それは、バイデンという政治家のレガシーが、1973年以来の上院議員としての仕事でも、8年間のオバマ政権の副大統領としてでも、また第46代大統領としてでもなく、まさに2020年大統領選挙において、アメリカン・デモクラシーへの実存的脅威であったトランプを退けたことだからだ。
しかし、バイデンになにも期待できないかといえば、実はそうではない。その期待の核心にあるのは、バイデンがなによりも「政治好き」だということである。
バイデンは1972年の議会選挙でわずか29歳で上院議員に当選、以来2009年に副大統領に就任するまで、政治一筋で生きてきた。その間、大統領選挙に2度出馬している。今回は3度目のチャレンジだった。副大統領として8年を勤め上げた後、もう引退だろうと思いきや、76歳にして大統領を目指すと決断する。こうしたキャリアを自ら選択してきた人が「政治嫌い」なわけはない。
オバマとトランプ…2人の「バイデンと決定的に違う」共通点
実は、オバマとトランプというまったく異なるタイプの大統領の数少ない共通点は、両人とも「政治嫌い」だったことだ。
オバマは、「あるべき世界」について語り、アメリカが歩むべき方向性を提示することには長けていたが、実際にその歩んでいく道を舗装したり、そのために予算を確保したりする「政治」にはあまり強い関心を持たなかった。
トランプは、政治が「トランプ・ショー」である限りにおいては、強い関心を寄せたが、スポットライトが消えると一切関心を失った。
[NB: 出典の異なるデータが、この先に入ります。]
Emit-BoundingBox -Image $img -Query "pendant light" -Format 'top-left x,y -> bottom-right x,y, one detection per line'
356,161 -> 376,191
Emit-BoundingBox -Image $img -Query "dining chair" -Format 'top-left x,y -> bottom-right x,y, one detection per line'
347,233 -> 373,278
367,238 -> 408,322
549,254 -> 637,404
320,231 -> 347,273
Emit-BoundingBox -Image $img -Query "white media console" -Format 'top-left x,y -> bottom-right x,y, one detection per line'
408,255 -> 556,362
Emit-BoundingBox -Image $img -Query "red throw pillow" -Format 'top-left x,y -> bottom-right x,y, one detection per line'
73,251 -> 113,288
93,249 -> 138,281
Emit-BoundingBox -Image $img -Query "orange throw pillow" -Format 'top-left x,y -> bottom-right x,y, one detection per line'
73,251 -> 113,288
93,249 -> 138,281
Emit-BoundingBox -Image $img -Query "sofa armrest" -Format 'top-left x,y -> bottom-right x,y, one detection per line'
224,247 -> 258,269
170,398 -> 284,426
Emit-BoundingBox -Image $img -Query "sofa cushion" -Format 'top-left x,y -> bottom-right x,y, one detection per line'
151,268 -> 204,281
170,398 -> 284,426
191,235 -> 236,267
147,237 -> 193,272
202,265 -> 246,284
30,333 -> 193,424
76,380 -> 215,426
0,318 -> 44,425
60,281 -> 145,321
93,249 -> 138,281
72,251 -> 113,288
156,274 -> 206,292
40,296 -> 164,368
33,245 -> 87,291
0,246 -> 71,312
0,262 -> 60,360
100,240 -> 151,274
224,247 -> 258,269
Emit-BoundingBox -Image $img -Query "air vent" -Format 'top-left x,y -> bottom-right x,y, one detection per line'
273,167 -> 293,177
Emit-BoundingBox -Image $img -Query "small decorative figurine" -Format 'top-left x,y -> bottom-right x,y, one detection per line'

政策への関心もほぼないといっていい。
この二人とバイデンを比較すると、バイデンは明らかに「政治好き」だ。それはバイデンが古き良き上院の文化の中で政治家として育ってきたこととも無関係ではない。
近年失われ続けた「退屈な政治」
バイデンにとって、政治とは意見を異にする相手と話し合い、妥協点を模索し、譲歩し、そして最終的に合意するという行為である。それは、自らの考えを貫徹させようとする態度とは対極にあるものだ。
近年の政治においては、明らかに後者、つまり自分の原理を貫き通すことが評価されがちだ。政治が二極化し、分断が深くなっていけばいくほど、その傾向が強くなる。「譲歩しない」という態度が、政治家としての強みとみなされる。
しかし、バイデンにとって政治とは、すべての問題を解決する解を見つけることではなく、妥協や譲歩を積み重ねながら、問題を部分的に解決し、9歩後退はするけど、すくなくとも10歩は前進する、おそらくそのようなイメージだ。